Als wir im Hafen von Al Khoms ankamen, versuchten meine Freunde und ich zu fliehen. Die Polizei eröffnete das Feuer auf uns und zwei meiner Freunde starben. Drei andere wurden verletzt. Sie waren meine Freunde, aber was sollte ich tun? Ich musste weglaufen. Wenn sie mich erwischt hätten, hätten sich mich getötet."

- Überlebender, Darfur, Sudan

Video: Wo ist Kamil?

Ein weiterer Überlebender erzählt die Geschichte von seinem Freund Kamil: 

Die tödlichste Migrationsroute der Welt in Zahlen

In nur 6 Monaten im Jahr 2021 wurden mehr als 12.794 Migrant:innen und Geflüchtete abgefangen und von der von der EU unterstützten libyschen Küstenwache nach Libyen abgeschoben.
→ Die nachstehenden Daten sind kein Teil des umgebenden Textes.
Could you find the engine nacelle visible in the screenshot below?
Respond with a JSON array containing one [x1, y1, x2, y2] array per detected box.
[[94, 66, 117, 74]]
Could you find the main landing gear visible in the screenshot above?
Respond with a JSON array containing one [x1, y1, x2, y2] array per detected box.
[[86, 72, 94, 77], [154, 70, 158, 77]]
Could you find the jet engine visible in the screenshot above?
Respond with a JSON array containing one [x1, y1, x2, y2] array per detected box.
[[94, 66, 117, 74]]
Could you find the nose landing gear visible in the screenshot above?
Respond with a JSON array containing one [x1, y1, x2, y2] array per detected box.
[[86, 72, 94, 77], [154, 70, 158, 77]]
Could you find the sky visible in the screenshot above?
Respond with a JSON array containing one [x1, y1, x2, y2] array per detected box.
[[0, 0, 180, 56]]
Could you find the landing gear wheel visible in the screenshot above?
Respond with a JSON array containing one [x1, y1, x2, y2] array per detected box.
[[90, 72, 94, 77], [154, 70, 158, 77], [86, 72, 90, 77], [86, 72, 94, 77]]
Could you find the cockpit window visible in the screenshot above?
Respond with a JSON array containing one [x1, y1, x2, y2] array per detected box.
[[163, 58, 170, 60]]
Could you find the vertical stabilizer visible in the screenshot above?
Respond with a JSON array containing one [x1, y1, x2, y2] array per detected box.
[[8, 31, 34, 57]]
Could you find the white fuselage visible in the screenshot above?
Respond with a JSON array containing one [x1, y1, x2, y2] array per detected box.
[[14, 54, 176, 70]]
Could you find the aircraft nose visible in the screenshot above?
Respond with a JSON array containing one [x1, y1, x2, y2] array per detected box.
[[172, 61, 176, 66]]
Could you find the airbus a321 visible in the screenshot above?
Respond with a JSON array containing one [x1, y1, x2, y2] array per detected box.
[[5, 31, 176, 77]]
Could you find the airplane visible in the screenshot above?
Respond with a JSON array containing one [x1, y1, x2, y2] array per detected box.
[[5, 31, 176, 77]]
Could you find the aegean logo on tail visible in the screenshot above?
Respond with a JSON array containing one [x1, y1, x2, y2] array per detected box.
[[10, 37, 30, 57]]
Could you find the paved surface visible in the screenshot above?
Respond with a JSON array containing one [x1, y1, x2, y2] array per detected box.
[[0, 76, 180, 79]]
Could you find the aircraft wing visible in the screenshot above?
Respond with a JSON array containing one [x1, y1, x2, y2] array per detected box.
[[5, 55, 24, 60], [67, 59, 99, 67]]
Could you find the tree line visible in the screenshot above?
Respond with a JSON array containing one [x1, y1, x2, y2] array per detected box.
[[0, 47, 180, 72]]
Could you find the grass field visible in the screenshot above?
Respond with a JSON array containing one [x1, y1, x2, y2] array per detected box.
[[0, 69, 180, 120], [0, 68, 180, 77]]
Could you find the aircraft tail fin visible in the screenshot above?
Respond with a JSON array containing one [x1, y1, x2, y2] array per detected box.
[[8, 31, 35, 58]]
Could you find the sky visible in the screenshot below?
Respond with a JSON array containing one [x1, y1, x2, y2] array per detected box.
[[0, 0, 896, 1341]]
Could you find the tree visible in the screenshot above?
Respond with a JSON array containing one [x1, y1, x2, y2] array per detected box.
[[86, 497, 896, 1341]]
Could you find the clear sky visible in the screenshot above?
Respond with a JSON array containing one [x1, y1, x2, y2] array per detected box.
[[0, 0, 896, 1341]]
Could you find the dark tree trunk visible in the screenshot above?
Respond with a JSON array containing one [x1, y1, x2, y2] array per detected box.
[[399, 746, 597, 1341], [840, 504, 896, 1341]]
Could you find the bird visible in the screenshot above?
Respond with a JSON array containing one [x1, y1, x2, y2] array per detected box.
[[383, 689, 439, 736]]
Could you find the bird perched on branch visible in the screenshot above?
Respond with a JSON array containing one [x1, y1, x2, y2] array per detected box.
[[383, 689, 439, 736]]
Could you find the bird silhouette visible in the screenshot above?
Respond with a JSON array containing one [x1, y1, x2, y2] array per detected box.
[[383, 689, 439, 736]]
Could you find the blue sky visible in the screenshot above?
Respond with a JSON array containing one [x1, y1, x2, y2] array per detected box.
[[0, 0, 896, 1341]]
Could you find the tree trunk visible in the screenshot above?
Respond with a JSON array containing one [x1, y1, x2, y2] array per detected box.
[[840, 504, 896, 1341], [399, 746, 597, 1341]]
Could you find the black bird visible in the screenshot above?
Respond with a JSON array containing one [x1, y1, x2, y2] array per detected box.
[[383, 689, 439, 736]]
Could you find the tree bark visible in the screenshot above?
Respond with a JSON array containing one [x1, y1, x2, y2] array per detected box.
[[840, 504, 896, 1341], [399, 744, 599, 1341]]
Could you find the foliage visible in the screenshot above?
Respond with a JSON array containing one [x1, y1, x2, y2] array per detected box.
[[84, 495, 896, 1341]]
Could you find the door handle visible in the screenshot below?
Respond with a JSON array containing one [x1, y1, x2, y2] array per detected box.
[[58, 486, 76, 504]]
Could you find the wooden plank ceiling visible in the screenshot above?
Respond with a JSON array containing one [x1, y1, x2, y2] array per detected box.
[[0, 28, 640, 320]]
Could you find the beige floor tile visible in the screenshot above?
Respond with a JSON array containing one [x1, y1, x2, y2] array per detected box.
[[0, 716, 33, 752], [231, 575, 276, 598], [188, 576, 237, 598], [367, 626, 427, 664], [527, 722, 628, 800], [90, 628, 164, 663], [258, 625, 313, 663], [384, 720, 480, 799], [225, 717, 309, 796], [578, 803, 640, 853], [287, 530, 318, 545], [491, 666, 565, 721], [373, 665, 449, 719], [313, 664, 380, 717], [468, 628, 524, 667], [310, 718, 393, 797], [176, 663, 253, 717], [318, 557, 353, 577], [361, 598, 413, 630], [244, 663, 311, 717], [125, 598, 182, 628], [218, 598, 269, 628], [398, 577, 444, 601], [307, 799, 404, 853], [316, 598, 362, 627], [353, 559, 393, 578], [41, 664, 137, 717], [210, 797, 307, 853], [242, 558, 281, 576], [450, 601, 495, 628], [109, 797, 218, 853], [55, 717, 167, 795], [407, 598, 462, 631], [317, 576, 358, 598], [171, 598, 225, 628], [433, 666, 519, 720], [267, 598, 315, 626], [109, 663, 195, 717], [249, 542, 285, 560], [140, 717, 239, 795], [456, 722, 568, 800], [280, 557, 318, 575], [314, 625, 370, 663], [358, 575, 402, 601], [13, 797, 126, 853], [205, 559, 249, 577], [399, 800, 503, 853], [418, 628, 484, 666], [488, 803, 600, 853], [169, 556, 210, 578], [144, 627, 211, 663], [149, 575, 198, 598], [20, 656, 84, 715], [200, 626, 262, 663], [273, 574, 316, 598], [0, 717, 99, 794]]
Diese Zahl ist alarmierend. Sie signalisiert, dass im ersten Halbjahr 2021 die Zahl der abgefangenen und nach Libyen zurückgeführten Personen bereits die Gesamtzahl, der im gesamten Jahr 2020 zurückgebrachten Personen (11.891), überschritten hat.

Außerdem ist die Zahl alarmierend, wenn man liest, was mit den Menschen, die zurück nach Libyen gebracht werden, geschieht. Viele von ihnen werden nicht mehr die Möglichkeit haben, ihre Geschichten zu erzählen. Mehr als 500 Menschen starben in den ersten Monaten dieses Jahres bereits auf der gefährlichen Überfahrt von Libyen nach Europa.